I've tried several times over the past year to fix this problem (and several like it), but I could not come up with a solution that had the potential to damage calculations for other mixtures. This is a very tricky problem in that one algorithm is used for the calculation of the saturation states for any mixture, and thus changes can (and will) seriously impact the calculations elsewhere. However, this week I think I've found something that works, and while plotting the phase diagram for all 150 predefined mixtures, I did not notice any problems.

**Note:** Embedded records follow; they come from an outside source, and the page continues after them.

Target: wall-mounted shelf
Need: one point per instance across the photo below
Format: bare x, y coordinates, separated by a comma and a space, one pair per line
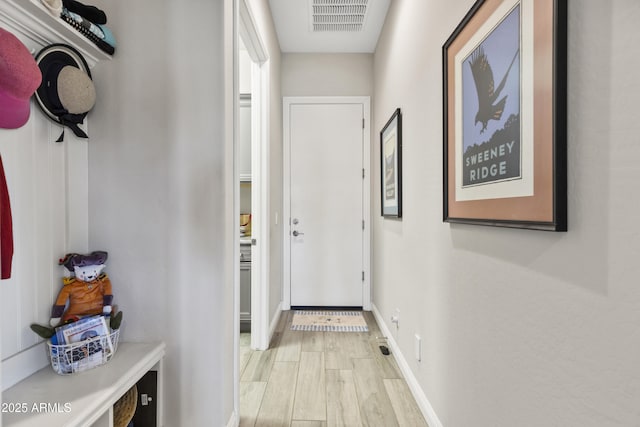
83, 399
32, 20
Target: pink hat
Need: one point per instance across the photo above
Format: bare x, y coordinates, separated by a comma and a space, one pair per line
19, 79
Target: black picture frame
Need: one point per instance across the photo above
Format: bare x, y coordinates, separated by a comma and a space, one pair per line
391, 167
515, 175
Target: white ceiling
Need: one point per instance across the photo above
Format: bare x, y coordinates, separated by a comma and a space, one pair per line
293, 21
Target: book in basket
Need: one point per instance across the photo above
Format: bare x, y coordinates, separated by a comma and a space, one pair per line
88, 342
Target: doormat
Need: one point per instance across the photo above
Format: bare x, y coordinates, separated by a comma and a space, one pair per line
329, 321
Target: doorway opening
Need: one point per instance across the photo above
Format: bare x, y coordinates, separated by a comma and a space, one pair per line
252, 174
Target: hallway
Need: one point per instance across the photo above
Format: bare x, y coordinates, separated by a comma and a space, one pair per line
323, 379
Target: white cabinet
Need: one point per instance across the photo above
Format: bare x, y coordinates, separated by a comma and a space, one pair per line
244, 140
83, 399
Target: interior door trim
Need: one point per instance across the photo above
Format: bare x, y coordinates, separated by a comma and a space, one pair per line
287, 103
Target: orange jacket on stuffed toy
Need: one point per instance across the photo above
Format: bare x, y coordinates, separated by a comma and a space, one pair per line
88, 293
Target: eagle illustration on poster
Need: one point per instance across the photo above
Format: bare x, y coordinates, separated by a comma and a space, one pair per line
491, 134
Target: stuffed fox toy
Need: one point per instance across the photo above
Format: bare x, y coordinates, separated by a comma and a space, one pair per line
88, 292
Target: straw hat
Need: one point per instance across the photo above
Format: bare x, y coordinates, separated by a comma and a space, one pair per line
19, 78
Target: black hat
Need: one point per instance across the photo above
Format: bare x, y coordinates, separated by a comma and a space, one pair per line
67, 93
78, 260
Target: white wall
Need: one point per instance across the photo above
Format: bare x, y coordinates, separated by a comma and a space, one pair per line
47, 184
264, 23
327, 74
519, 328
161, 193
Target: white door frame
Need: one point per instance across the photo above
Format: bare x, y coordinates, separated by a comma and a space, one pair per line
366, 190
248, 31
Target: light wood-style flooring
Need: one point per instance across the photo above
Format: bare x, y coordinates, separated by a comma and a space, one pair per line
309, 379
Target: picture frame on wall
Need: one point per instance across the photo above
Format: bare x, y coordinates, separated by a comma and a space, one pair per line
504, 104
391, 166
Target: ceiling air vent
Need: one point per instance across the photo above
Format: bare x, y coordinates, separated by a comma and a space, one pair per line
338, 15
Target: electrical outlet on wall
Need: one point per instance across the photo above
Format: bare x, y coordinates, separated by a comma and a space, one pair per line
395, 318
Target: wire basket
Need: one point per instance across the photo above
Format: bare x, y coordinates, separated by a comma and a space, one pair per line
67, 359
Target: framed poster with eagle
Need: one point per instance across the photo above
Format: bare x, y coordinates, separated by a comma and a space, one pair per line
504, 103
391, 166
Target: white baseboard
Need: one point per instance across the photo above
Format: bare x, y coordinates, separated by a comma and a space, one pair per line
233, 420
421, 399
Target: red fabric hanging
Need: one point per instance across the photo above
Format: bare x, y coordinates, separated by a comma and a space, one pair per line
6, 228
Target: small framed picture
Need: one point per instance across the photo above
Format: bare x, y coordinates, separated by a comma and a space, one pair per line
391, 166
505, 137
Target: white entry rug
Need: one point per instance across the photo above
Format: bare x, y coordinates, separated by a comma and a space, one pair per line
329, 321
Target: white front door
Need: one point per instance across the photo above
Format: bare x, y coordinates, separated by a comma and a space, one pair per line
326, 189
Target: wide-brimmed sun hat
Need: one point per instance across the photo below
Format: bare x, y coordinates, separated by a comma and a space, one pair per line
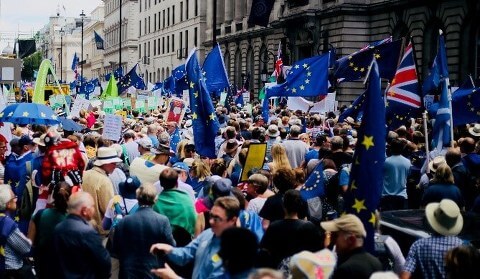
106, 155
444, 217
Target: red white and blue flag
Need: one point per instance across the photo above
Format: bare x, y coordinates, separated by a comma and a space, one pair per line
403, 96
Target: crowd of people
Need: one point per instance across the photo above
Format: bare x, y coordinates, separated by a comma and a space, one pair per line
76, 203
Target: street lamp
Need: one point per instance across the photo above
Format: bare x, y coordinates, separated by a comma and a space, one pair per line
62, 32
81, 62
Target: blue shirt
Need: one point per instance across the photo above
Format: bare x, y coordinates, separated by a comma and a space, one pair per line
204, 251
428, 255
395, 173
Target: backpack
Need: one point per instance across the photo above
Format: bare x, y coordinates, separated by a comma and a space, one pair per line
382, 252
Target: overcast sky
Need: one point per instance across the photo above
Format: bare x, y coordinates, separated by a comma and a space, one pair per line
29, 16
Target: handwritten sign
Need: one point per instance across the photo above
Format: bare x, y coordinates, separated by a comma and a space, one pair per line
112, 128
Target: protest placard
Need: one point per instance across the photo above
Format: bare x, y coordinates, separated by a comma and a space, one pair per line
112, 127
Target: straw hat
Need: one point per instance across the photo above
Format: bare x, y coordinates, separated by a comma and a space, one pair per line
106, 155
444, 217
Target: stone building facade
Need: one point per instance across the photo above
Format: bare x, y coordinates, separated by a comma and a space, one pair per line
310, 27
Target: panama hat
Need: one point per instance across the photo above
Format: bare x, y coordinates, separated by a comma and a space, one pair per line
444, 217
475, 130
437, 161
106, 155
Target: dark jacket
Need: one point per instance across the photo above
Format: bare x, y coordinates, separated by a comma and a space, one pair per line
133, 237
80, 250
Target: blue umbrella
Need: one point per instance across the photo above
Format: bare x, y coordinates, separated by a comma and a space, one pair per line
70, 125
29, 113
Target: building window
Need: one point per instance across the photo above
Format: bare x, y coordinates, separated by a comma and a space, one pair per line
196, 8
181, 11
168, 44
195, 36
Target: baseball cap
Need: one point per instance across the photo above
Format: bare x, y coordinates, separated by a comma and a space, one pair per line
346, 223
145, 142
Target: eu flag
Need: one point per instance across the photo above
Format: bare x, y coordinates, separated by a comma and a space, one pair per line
441, 135
355, 110
306, 78
205, 122
130, 79
98, 40
214, 71
366, 176
466, 104
355, 66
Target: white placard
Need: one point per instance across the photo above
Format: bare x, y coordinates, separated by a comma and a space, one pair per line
428, 100
112, 128
8, 73
78, 105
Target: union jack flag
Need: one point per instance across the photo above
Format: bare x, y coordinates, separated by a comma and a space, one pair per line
403, 96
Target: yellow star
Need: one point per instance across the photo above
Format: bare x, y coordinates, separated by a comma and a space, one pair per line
359, 205
368, 142
372, 219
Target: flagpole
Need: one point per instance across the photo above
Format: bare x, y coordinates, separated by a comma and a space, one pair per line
449, 92
427, 146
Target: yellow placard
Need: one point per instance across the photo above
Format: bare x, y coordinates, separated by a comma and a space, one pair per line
255, 159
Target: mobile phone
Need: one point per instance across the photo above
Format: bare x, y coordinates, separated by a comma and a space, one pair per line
161, 258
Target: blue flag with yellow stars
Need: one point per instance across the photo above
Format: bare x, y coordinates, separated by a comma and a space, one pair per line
366, 176
355, 66
130, 79
306, 78
205, 122
355, 110
314, 186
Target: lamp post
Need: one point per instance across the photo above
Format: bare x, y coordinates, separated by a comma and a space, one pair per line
81, 62
62, 32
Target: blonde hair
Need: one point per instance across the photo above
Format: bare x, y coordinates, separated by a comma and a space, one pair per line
279, 157
200, 169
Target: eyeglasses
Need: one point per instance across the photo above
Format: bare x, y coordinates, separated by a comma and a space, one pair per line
216, 218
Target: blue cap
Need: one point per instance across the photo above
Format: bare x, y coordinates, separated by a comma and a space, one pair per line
181, 166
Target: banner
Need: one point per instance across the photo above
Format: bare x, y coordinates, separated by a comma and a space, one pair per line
255, 159
112, 128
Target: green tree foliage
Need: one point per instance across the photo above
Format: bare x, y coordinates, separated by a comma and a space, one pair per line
31, 64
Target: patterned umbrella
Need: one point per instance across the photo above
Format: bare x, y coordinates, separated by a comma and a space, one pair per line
29, 113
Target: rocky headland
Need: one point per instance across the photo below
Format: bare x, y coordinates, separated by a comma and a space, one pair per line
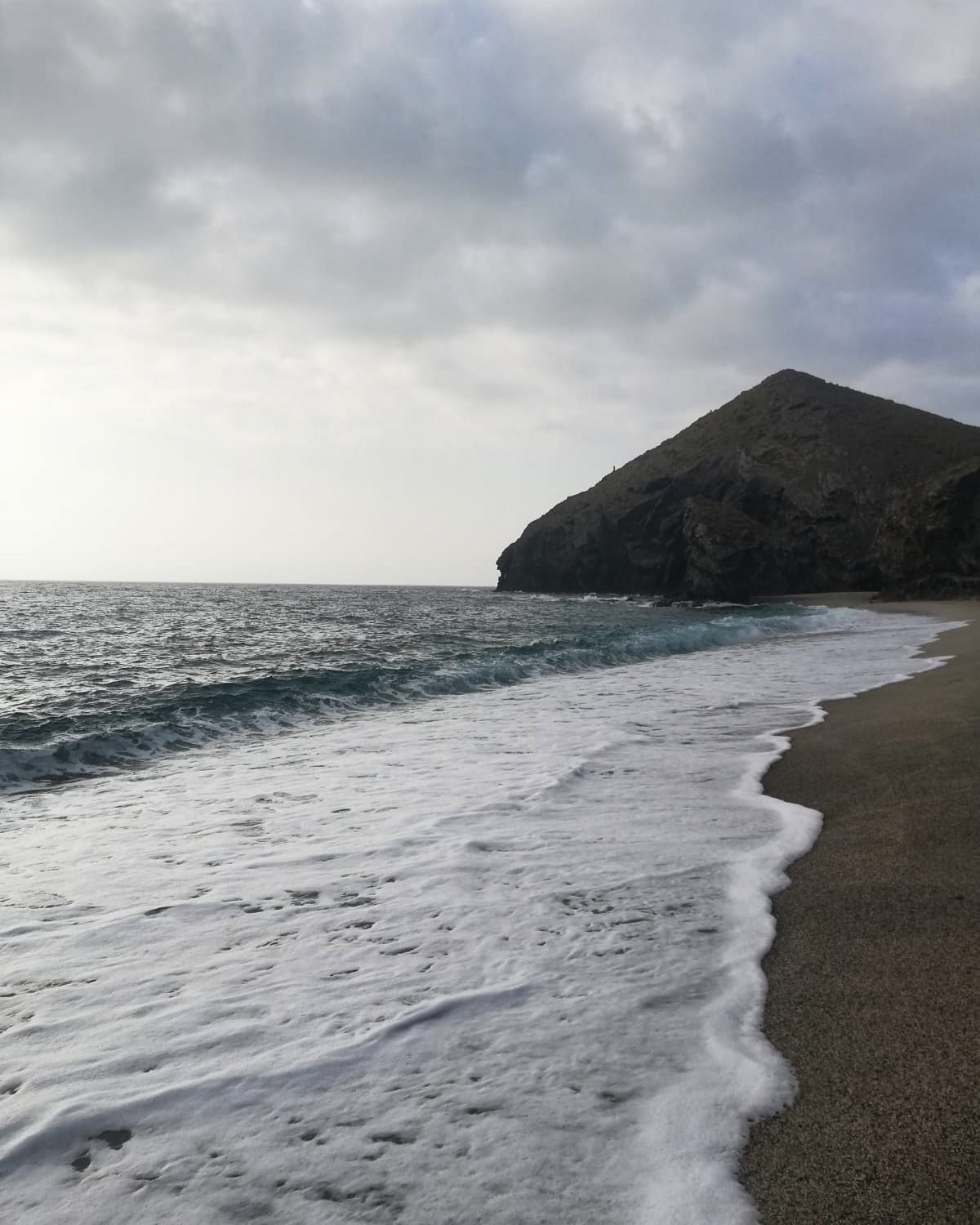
795, 485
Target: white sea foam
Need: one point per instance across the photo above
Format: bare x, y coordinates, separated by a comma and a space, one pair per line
492, 958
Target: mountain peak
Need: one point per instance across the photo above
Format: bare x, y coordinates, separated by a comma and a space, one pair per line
789, 487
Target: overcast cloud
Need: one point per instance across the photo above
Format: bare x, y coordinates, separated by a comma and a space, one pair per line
348, 292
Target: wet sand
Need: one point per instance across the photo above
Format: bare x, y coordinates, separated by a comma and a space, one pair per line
875, 972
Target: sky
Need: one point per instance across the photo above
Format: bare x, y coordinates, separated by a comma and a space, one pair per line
350, 291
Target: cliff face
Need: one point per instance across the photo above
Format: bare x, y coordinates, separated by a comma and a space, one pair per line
794, 485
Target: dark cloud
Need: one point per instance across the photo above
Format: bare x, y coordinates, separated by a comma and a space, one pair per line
751, 184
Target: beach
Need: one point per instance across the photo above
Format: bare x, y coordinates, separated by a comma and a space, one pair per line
875, 973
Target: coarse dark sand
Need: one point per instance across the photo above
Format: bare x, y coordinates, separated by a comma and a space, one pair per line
875, 972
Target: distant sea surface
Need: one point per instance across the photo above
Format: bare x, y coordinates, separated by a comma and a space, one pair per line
421, 906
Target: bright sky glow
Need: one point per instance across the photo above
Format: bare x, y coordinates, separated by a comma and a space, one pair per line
345, 292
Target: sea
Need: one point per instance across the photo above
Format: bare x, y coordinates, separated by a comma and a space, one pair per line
396, 904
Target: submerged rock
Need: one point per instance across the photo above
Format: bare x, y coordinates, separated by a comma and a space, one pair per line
794, 485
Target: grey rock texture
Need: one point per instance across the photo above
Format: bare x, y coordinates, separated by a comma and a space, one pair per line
795, 485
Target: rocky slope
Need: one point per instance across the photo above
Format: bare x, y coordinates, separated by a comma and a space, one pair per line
794, 485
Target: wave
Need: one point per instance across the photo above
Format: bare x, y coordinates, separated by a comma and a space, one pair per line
193, 715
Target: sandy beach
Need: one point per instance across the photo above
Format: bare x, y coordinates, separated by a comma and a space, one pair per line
875, 972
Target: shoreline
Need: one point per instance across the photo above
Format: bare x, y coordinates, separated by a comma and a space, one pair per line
874, 977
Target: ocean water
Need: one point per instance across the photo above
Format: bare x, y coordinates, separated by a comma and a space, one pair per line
396, 904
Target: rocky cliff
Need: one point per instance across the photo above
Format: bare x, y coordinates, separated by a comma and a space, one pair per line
795, 485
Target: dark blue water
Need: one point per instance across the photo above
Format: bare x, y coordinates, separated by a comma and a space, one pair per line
100, 676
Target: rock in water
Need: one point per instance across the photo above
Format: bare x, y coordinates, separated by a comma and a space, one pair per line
795, 485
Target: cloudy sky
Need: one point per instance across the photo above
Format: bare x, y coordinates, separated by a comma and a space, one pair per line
350, 291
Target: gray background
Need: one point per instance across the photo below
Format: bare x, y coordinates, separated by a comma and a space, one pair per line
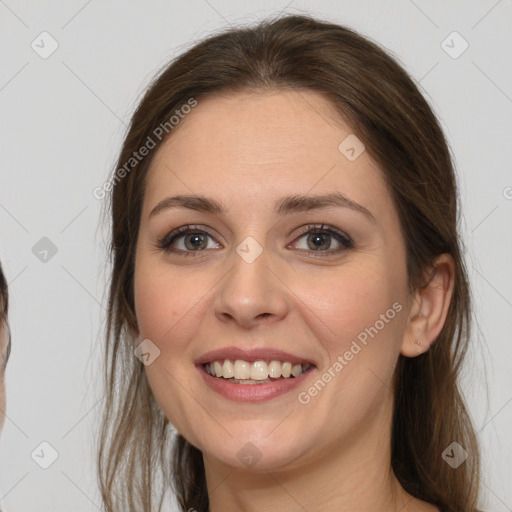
63, 118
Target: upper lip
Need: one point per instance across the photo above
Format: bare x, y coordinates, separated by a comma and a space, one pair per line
251, 355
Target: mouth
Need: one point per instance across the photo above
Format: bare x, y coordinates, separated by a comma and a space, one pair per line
255, 373
256, 378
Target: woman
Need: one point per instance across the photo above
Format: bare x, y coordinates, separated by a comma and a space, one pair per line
305, 357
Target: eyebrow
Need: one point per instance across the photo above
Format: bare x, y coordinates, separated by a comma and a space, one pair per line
286, 205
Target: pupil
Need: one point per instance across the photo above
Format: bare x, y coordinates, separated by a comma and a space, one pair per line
319, 240
196, 241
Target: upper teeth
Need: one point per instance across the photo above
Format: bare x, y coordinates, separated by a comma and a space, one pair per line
259, 370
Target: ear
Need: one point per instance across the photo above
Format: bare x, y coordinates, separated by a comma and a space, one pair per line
429, 307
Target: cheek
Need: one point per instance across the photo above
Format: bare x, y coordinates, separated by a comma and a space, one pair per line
167, 304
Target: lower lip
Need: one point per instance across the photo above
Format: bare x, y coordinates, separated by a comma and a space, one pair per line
252, 392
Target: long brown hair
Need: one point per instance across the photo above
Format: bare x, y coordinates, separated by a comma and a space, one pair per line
139, 454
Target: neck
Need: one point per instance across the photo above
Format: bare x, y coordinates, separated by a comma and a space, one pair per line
354, 475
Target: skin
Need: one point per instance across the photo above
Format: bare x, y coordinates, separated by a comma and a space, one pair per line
247, 151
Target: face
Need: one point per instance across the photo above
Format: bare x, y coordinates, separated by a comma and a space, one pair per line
324, 283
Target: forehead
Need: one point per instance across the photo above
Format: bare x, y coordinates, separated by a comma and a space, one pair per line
263, 145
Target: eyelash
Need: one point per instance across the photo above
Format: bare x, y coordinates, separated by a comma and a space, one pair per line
347, 243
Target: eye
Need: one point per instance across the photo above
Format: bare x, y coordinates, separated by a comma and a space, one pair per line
319, 239
187, 240
193, 240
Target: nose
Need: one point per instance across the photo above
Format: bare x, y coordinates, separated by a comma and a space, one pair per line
251, 293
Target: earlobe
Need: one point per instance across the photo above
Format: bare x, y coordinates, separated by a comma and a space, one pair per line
429, 308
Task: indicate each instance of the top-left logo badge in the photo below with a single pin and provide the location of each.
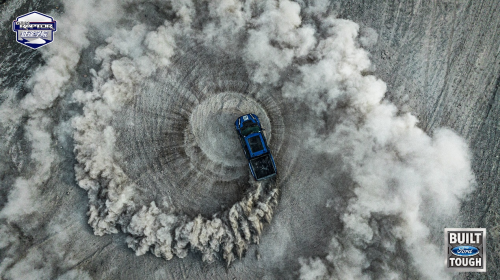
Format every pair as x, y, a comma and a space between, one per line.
34, 29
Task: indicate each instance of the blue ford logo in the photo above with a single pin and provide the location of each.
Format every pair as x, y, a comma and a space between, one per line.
465, 251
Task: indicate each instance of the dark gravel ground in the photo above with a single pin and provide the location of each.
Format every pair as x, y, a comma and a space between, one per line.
441, 62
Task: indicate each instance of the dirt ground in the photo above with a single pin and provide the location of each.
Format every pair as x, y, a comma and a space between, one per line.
440, 61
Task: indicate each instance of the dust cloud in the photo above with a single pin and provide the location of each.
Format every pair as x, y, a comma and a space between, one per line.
153, 170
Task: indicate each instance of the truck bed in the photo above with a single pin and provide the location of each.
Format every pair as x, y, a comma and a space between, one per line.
263, 166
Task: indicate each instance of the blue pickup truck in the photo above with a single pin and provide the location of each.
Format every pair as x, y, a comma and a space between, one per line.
254, 145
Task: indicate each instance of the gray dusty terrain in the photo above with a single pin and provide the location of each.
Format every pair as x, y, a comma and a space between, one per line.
136, 106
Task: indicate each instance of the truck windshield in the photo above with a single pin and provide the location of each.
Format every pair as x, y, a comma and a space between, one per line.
250, 129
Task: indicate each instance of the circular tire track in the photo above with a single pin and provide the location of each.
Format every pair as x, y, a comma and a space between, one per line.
177, 140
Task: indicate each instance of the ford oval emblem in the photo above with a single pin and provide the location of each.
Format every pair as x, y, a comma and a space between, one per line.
465, 251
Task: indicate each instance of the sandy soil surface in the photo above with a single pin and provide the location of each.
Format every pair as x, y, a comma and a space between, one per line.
119, 160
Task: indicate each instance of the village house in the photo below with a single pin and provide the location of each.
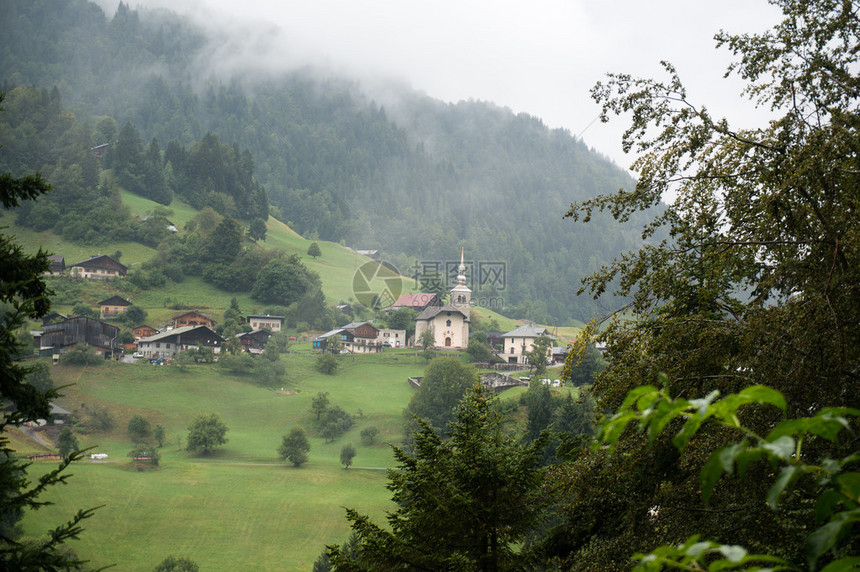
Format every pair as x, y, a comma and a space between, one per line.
64, 336
364, 338
56, 265
193, 318
167, 344
323, 342
449, 323
143, 331
254, 342
359, 338
113, 306
392, 338
100, 267
418, 301
267, 322
520, 341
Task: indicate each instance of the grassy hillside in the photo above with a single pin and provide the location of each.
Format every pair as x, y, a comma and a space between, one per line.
337, 268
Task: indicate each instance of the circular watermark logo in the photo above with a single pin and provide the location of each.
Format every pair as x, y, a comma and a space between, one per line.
377, 284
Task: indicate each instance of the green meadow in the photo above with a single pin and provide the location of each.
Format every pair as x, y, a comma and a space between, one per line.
239, 507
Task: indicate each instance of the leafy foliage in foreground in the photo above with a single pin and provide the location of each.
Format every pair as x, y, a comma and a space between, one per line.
25, 296
758, 285
837, 483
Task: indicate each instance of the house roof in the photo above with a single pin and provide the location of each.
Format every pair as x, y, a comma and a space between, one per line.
114, 301
433, 311
199, 313
179, 332
415, 300
102, 262
354, 325
254, 333
527, 332
330, 333
57, 410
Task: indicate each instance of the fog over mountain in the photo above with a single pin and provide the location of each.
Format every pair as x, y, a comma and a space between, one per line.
540, 58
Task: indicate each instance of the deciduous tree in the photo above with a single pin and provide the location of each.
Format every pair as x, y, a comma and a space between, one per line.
295, 447
446, 380
758, 283
67, 442
347, 454
464, 503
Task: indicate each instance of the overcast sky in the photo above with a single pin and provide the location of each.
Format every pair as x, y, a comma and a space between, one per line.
540, 57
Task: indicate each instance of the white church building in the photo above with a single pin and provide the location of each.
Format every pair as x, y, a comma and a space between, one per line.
449, 323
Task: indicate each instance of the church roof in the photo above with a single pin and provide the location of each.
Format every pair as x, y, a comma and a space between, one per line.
415, 300
433, 311
527, 332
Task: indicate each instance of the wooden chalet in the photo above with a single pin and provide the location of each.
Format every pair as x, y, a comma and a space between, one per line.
254, 342
143, 331
64, 336
100, 267
193, 318
113, 306
56, 264
168, 344
271, 323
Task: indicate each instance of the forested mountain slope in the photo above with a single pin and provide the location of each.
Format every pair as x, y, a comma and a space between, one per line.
414, 177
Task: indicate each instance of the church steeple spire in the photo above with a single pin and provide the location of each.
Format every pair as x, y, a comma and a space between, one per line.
461, 295
461, 270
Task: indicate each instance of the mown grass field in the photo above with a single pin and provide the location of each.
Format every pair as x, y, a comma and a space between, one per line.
239, 507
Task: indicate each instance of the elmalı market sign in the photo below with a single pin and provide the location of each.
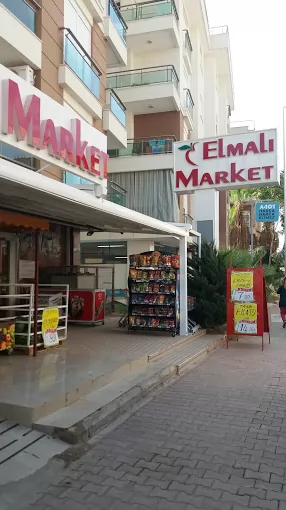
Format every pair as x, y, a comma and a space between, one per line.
227, 162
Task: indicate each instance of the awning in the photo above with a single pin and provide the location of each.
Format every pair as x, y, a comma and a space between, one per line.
22, 221
25, 191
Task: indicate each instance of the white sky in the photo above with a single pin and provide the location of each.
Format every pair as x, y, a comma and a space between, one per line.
258, 50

The fix was applied to the subroutine SATSPLN. That routine works by calculating the entire phase diagram starting from a low density in the vapor phase. Once that point is obtained, the density is slowly incremented until it fails in the liquid phase at high densities, generally at states that would be in the solid phase. The calculations at each state point are saved in arrays. These are then used later in spline fits to obtain very good initial estimates for use in the VLE solver in Refprop. For the situation here, the initial state point first calculated was actually wrong (although the criteria for VLE was met, but the root it found was in the two-phase and caused by the erratic behavior of the pure fluid equations between the saturation boundaries). After about 10 steps, the SATSPLN routine jumped to the right solution and then all proceeded as it should. The solution to this problem was to step backwards through the calculations for a composition in the equilibrium phase that radically changed. If found, the preceding points were used to estimate values at the state where the solver failed. The VLE routine was then called again but now with these initial estimates to obtain the correct point. This continued until all incorrect points were replaced.

If you would like an updated DLL with the new changes, please let me know (eric.lemmon@nist.gov). However, keep in mind that you will need to watch carefully when working with other mixtures to make sure they have not been affected. This is something that will require many beta testers to ensure that what I implemented is working properly.